Algérie – Des retraités témoignent à propos de leur vie de pensionné qu’ils mènent à la lumière du Coronavirus. Celle-ci est loin d’être celle qu’ils avaient imaginée en commençant leur carrière il y a trois (03) décennies.

Ce n’est un secret pour personne, en Algérie l’actuelle double crise éco-sanitaire, provoquée par la Coronavirus n’a pas manqué de frapper toutes les catégories de personnes, dont les retraités Algériens. Ainsi, entre l’inflation que connaît le pays engendrant sur son passage la dégradation du pouvoir d’achat, les retraités trouvent en effet des difficultés à joindre les deux bouts.

D’ailleurs, la crise de liquidités que subit les bureaux de poste depuis des mois; n’arrange pas les choses pour ces retraités. Ainsi, afin de remédier à ce phénomène tout en évitant les risques de transmission du Coronavirus; lors des virements des pensions de retraite; Algérie Poste a procédé à la mise en place d’un nouveau calendrier; définissant les nouvelles dates de versement des pensions de retraite. 

Rappelons que celui-ci s’étale désormais sur plusieurs jours, en fonction du dernier numéro du compte de chaque retraité. Pour en savoir davantage, Idir, Brahim, Ahcène trois (03)  retraités Algériens se sont confiés au média électronique TSA en racontant leur quotidien entre règlement de factures, soins médicaux et alimentation.

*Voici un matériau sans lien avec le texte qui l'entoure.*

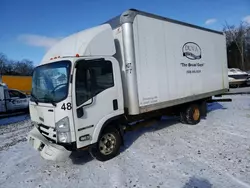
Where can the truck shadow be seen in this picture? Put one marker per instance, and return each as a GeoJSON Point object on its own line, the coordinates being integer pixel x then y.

Des pensions insuffisantes, se plaignent ceux qui ont témoigné

Pour sa part, ayant pris sa retraite depuis une dizaine d’années, Idir âgé de 72 a révélé à notre source qu’il est aujourd’hui difficile pour un retraité; de se permettre un kilo de viande par semaine. « S’il en achète une fois par mois, il peut déjà s’estimer heureux »; a-t-il ajouté. « Le 19 de chaque mois, je me pointe à ma poste de Belcourt à 7 heures du matin; pour prendre un ticket et attendre mon tour », a fait savoir l’interviewé. 

Ce dernier a par ailleurs, souligné qu’il se sent humilié en faisant la queue durant des heures; devant les bureaux de poste, en raison de la crise de liquidité. De son côté, Ahcène (77 ans) ayant commencé à travailler à l’âge de 18 ans a déclaré s’être attendu à savourer une douce retraite après plus de quarante ans de travail. Néanmoins, sa pension ne lui permet pas de vivre dignement en Algérie; a-t-il regretté.

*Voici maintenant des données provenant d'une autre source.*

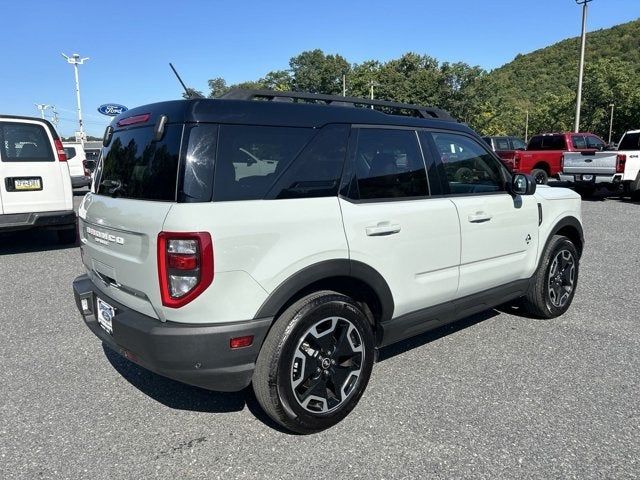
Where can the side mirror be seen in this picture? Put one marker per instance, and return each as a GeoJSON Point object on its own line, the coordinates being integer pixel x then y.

Un autre point abordé par ces retraités, notamment les difficultés qu’ils rencontrent à régler les frais des soins médicaux jugés hors de prix par Brahim (59 ans) à la retraite depuis 2016. Celui semble avoir un meilleur salaire que les précédents, il touche 70.000 dinars. Néanmoins, pour lui c’est une pension insuffisante.Étant diabétique et avec sa femme et cinq (05) enfants à sa charge; il a du mal à payer les analyses médicales. Quoiqu’il y a pire que moi; a-t-il ajouté.

D’ailleurs, Djamel (60 ans) touche un pécule de 30.000 dinars qui ne lui suffit pas lui aussi pour vivre dignement en Algérie. Malgré qu’il soit divorcé et n’a sa charge, il a du mal à régler ses factures et à manger. Cela fait des années que je rêve de changer mon téléviseur qui ne fonctionne plus, mais je n’arrive pas à faire des économies; a-t-il déploré.